The American Red Cross prevents and alleviates human suffering in the face of emergencies by mobilizing the power of volunteers and the generosity of donors.
January was a record month for the Mid-South Chapter of the American Red Cross. “Our Disaster Action Teams (DAT) responded to 103 families whose homes were damaged or destroyed by fire and provided assistance to 353 people. This ranked us the 17th chapter in the nation for Red Cross local disaster response,” said Jeana Bailley, Director of Disaster Response for the Mid-South Chapter.
Bailley was speaking at the all-hands DAT meeting that was held on the evening of Friday, February 28th.
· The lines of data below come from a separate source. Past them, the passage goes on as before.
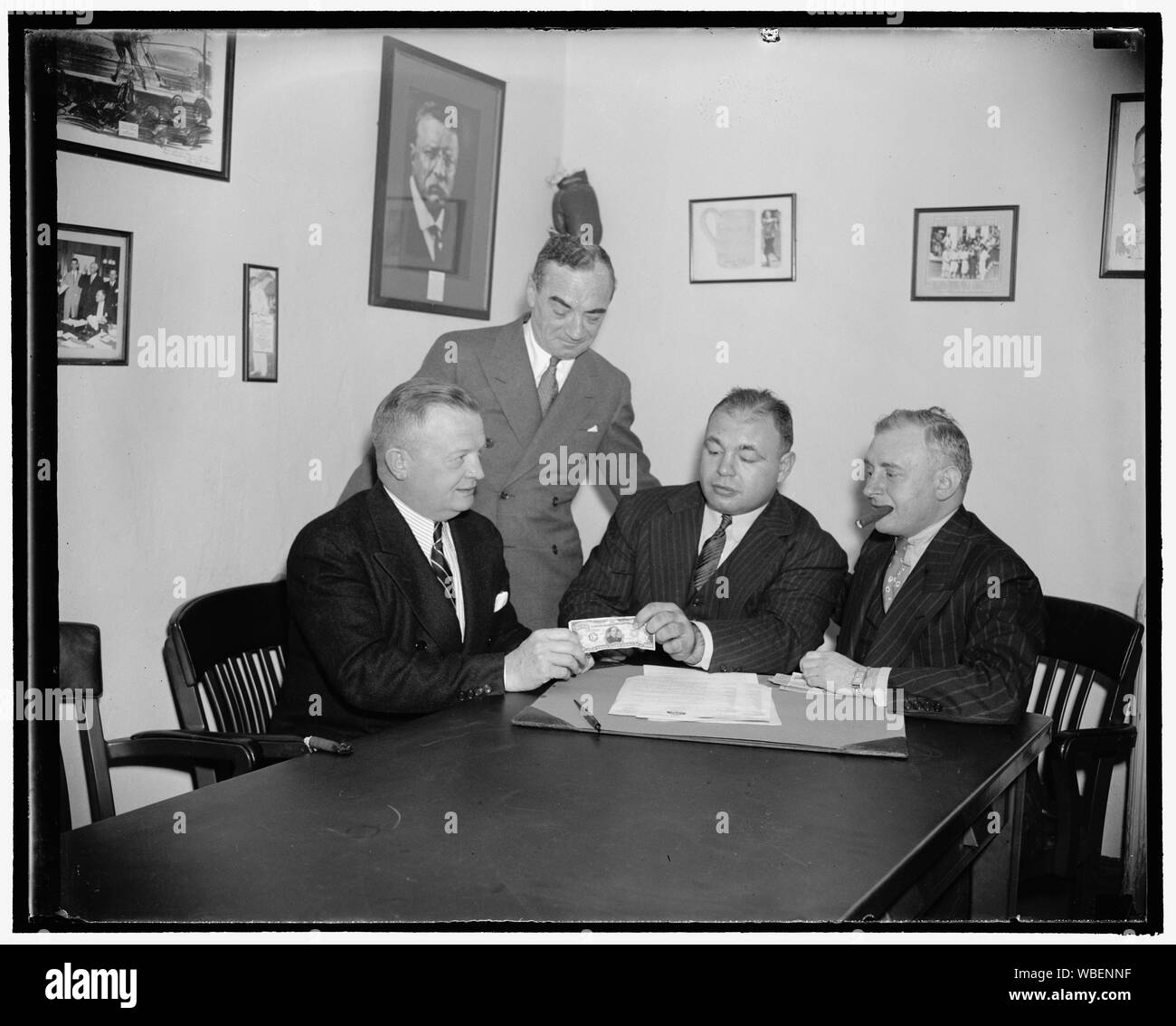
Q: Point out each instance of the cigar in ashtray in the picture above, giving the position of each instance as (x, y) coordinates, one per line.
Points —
(877, 513)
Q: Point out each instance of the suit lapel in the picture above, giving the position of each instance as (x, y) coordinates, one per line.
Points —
(677, 549)
(572, 405)
(925, 592)
(510, 379)
(401, 558)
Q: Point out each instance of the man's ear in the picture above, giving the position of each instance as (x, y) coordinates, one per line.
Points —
(398, 461)
(947, 482)
(787, 461)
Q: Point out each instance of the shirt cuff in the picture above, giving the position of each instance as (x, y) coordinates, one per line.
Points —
(708, 645)
(877, 678)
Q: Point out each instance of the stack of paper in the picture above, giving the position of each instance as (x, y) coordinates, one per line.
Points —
(690, 696)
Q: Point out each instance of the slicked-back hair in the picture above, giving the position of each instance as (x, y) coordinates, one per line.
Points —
(760, 403)
(567, 251)
(407, 405)
(940, 433)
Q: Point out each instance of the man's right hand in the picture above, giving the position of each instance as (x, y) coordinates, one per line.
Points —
(553, 653)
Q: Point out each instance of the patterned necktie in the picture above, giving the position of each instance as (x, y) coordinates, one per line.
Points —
(896, 573)
(548, 387)
(712, 552)
(441, 565)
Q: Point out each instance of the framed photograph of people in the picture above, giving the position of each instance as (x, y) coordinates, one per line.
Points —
(259, 360)
(964, 253)
(93, 294)
(163, 99)
(744, 239)
(1122, 249)
(436, 185)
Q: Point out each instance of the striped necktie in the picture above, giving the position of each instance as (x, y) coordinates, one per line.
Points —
(441, 565)
(896, 575)
(548, 387)
(712, 552)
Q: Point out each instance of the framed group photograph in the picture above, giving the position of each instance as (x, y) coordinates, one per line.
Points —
(163, 99)
(744, 239)
(1122, 242)
(259, 359)
(436, 185)
(964, 253)
(93, 299)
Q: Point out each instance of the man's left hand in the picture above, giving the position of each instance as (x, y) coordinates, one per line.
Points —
(671, 629)
(830, 670)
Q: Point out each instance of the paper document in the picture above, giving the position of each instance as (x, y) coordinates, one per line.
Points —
(692, 696)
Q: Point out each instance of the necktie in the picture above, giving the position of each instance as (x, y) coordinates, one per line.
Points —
(712, 552)
(548, 387)
(441, 565)
(896, 573)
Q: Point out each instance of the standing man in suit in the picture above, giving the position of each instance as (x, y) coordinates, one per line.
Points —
(937, 606)
(549, 405)
(726, 573)
(399, 598)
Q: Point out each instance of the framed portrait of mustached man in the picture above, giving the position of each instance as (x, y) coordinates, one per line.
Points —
(1124, 207)
(436, 185)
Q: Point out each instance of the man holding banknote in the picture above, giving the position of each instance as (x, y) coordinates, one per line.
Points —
(725, 573)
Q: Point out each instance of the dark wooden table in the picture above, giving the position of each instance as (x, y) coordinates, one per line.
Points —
(462, 817)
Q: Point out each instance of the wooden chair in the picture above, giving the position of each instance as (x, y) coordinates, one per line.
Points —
(81, 679)
(1090, 652)
(224, 662)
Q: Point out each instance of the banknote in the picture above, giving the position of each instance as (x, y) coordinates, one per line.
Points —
(611, 632)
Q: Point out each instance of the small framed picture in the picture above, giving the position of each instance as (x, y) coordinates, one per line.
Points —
(93, 296)
(436, 185)
(161, 99)
(1122, 247)
(260, 357)
(964, 253)
(744, 239)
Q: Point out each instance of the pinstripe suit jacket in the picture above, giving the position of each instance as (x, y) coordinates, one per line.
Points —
(768, 603)
(963, 635)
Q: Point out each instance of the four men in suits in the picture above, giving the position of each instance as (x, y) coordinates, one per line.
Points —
(400, 596)
(939, 606)
(726, 572)
(548, 402)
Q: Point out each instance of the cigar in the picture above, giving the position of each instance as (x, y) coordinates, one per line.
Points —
(877, 513)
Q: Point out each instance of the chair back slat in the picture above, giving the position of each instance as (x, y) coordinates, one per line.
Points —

Approximately, thirty members of the team were present to share the latest news about disaster services at the Mid-South Chapter.
A highlight of the meeting was the introduction of the new five-member Disaster Action Team from Crittenden County, Arkansas. Because the Mid-South Chapter serves a diverse area spread over five different counties in Tennessee, Arkansas and Mississippi, it has long been a goal to develop county-specific Disaster Action Teams made up of individuals who live in each county.
A Disaster Action Team made up of Crittenden County residents is deemed especially critical because of the vulnerable link of the Mississippi River Bridges that separate Crittenden County from the rest of the Mid-South Chapter. The new five-member team is a good start. They will soon be engaging in on-site disaster-response training and hope to persuade more members of their community to participate.
Announcements and discussion at the meeting included:
The meeting concluded with a presentation by Linda Bomes who shared her experiences in responding to the Red Cross relief effort to the tornadoes that last year destroyed much of Moore, Oklahoma. Bomes provided pointers for surviving a tornado and presented data showing that the Mid-South area is indeed part of what is known as Tornado Alley, due to the frequent occurrence of these destructive storms in this area of the country.